Но ты, как прежде, так мила!

Твоя улыбка так тепла,

А щеки так нежны.

В душе моей настал покой,

И я люблю тебя такой,

Какою ты была сегодня.

Служащие похоронного бюро осторожно вынесли гроб с моим отцом из церкви на кладбище, к самой последней могиле на этом наклонном поле с надгробными камнями, а мы шли следом, словно завороженные ритуалом смерти.

Свежевырытая яма находилась в конце длинного ряда могил, и когда-нибудь, когда здесь случится множество других похорон, сложно будет найти место упокоения моего отца, потому что его надгробие будет стоять среди леса могильных камней, одно из многих. Но не теперь. Не сегодня. Сегодня отец последним прибыл на это вечное место. Сегодня найти его могилу легко.

Рядом с ямой стояло надгробие — новенький белый камень с черной надписью, выгравированной на верхней половине. Внизу было оставлено место для еще одной надписи, оно ждало его жену, мою маму, бабушку Пэта.

На камне было написано: «Патрик Уильям Роберт Сильвер, награжденный медалью «За отличную службу». Имя из тех времен, когда в обычных семьях детям давали столько имен, сколько могли запомнить; а под датами рождения и смерти стояло посвящение: «Любимому мужу, отцу и дедушке».

Священник говорил:

— …ибо ты есть земля и в землю отойдешь… приидите, благословенные Отца Моего, наследуйте Царство, уготованное вам от создания мира…

Но вникнуть я не мог, в голове у меня вертелась фраза из старой песни, где кого-то просят никогда-никогда не меняться.

Мы стояли у края открытой могилы впереди большой толпы пришедших на похороны. Некоторых из них я не знал, некоторых знал всю жизнь. Но те люди, которых я знал, сильно изменились. Я помнил смеющихся дядюшек и прекрасно выглядевших тетушек в их зрелые годы — лучшие годы для покупки новых машин и одежды, для поездок на побережье в летние дни с маленькими или уже выросшими детьми.

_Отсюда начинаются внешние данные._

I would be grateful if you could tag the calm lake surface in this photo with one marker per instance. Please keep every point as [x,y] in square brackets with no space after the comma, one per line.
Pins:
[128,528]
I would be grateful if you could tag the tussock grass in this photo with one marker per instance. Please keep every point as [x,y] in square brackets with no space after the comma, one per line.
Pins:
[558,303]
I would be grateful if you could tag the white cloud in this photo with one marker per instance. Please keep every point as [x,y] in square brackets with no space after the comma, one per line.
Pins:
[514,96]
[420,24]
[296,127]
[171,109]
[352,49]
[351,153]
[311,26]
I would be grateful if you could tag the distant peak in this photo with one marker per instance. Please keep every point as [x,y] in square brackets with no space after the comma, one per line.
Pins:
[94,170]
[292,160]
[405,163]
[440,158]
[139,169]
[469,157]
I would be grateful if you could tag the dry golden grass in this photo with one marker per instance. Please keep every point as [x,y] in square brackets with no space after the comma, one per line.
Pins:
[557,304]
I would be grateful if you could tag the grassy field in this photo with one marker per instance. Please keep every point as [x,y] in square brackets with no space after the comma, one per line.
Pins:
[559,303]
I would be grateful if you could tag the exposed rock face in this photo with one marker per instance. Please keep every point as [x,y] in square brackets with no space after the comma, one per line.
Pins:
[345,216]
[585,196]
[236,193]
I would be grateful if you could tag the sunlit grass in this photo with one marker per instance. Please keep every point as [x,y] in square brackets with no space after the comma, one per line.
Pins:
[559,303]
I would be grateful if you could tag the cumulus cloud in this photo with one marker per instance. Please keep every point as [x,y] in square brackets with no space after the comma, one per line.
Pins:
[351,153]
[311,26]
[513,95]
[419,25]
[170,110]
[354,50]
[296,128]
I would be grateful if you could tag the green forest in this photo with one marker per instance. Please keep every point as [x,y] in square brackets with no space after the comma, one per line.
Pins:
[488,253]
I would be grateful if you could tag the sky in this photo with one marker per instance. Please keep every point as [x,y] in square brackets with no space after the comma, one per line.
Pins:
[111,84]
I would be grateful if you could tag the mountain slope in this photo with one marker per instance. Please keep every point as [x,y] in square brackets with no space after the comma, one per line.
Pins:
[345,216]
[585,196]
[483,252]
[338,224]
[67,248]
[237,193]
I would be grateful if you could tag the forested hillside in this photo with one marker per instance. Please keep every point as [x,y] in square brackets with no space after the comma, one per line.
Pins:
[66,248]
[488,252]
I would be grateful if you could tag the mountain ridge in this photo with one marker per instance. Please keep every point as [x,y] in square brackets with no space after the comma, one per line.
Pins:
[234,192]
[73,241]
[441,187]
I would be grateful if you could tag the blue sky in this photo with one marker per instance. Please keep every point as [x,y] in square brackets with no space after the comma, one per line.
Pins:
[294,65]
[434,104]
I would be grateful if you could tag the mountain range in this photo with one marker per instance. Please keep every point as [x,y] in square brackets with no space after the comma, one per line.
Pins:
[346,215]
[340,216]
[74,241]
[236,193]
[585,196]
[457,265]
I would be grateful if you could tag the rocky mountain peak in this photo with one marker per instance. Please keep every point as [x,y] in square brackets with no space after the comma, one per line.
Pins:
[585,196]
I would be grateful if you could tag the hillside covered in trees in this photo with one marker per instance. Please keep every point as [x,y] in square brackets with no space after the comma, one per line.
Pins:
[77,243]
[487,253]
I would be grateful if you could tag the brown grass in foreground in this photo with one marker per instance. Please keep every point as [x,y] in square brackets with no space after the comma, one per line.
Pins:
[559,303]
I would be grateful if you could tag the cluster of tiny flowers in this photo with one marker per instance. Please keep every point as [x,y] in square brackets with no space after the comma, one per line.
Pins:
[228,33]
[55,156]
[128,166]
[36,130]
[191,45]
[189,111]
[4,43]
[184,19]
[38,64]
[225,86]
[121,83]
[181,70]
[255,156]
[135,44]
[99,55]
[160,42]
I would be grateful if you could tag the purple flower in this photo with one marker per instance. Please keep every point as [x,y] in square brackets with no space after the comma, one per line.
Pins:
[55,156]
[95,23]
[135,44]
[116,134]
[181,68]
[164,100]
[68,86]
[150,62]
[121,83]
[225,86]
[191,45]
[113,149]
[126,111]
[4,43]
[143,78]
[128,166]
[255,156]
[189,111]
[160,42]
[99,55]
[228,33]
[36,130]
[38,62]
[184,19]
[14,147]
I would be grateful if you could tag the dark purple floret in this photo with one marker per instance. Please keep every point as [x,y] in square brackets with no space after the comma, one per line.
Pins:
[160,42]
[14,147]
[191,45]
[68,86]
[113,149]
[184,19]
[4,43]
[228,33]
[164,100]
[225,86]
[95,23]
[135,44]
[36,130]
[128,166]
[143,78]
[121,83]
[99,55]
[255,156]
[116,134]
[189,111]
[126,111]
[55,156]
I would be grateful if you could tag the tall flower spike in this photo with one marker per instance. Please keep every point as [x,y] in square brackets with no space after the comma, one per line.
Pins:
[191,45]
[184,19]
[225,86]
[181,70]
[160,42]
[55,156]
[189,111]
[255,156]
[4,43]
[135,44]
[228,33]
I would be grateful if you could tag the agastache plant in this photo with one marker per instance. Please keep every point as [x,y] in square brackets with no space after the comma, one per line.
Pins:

Теперь эти знакомые лица были старше, и уверенность в себе, отличавшая их, когда им было за тридцать или за сорок, как-то улетучилась с годами. Они пришли на похороны моего отца — первого, кто ушел из их поколения, и их собственная смерть, должно быть, вдруг показалась им очень реальной. Они плакали о нем и о себе тоже.

Где-то вдали я различал поля, по которым гулял мальчишкой, — темно-коричневые в середине зимы и прямоугольные, как футбольное поле, огороженные тонкими стволами голых деревьев.

Неужели до сих пор дети играют на этой неровной земле? Почему-то это казалось невероятным. Но я помнил каждый сверкающий ручеек, каждую грязную канаву, прудик в густой роще, помнил и всех фермеров, которые гоняли нас, меня и моих друзей, — городских детей, живущих на окраине.

Здесь не было и намека на жилые массивы и торговые центры. Казалось, что это и есть настоящая сельская местность.

Именно ради этого мой отец и сбежал из города. Поля, где я играл мальчишкой, — это было то, чего хотел мой отец, и теперь его должны были похоронить посреди этих полей.

Отовсюду раздавался плач — громкий, неуемный, исполненный горя. Я поднял глаза и увидел слезы на лицах, которые я любил: на лицах братьев моего отца, соседей, моей матери и сына.

Но сам я стоял с сухими глазами, крепко обняв одной рукой маму, прижимавшую к себе рыдающего внука, и смотрел, как отцовский гроб опускают в свежевырытую могилу. Вторая моя рука была засунута в карман черного пиджака, и в кулаке я сжимал отцовскую серебряную медаль — так, словно решил никогда ее не выпускать.